Öykü'nün tekrar bağlantıya geçmesi için, köpeğin ayağının yaralanması ve kucağında köpek ile çocuğun toplu taşıma araçlarını kullanarak, Avrupa Yakası'ndan Anadolu Yakasına geçmesi güldürdü.

Candan klinikten çocuğu evine getirdi.

Sonra da çocuk evinde uyudu.

Rahatlığa gel...

Hadi Candan çocuğun ailesine ulaşamıyor diyelim...

Polisi neden aramıyor?

İnsan bir düşünür, ya başıma bir iş açılırsa diye.

O yaşta çocuğun tanımadığı birinin evinde ne işi var.

Hadi onu düşünmüyorsun, "çocuğumu alıkoydular" diye kapıya gelseler ne diyeceksin?

Bakınız Nihan Doğan vakası...

Sonra Demir ve Uğur'un Candan'ı dolandıracak olmalarına ne demeli...

Senaryo yazarken olayları mantıklı sebeplerle birbirine bağlamak için hiç uğraşmayın olur mu?

Ardından da Candan'ın resmini, babasının evinde Öykü'nün görmesi, "benim bunu engellemem gerek" demesi var ki, feci ötesiydi...

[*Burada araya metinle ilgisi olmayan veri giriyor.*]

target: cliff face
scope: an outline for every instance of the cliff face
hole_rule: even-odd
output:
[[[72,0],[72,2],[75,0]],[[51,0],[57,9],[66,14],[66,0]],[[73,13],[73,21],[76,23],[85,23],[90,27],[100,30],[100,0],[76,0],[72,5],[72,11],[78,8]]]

Yahu bunlar o kadar kolay çözülecek bağlantılar ki, neden yapmıyorsunuz gerçekten anlamıyorum.

Hoş,,,

Mantık da neymiş, ben mantık aramıyorum ki, akşam ayaklarımı uzatıp boş boş televizyona bakıp duruyorum diyen ve dizi beğeni eşiğini diğer Türk dizileri olarak belirleyen büyük bir kitle var ama insan yinede kendine saygısından yazmaz böyle sahneler, çekmez böyle senaryolar.

Yapmayın etmeyin, yazık...

Kendinize yazık.

Sonuç olarak; Kızım dizisi TV8'de ekrana geldiği için en az 13 bölümü görür.

Bence hızlıca günü ve daha da önemlisi senaryo ekibi değişmeli, net bilgi.

Ellerinde kaç hafta hazır bilmiyorum ama belki o zaman yeni çekilecekleri bölümler toparlanabilir.

Bu arada Nefes Nefese ve Çocuklar Duymasın dizilerinin reytingleri yerlerde sürünüyor.

Daha önce de yazmıştım, sezon başlayınca giderler diye...

Yakın zamanda final haberlerini duyarız.

*********************

Blog'uma da beklerim... :)

http://www.bibaksana.com.tr/

 

 
Toplam blog
: 172
: 1971
Kayıt tarihi
: 08.06.06
 
 

Okur, gezer, izler ve yazar...                 ..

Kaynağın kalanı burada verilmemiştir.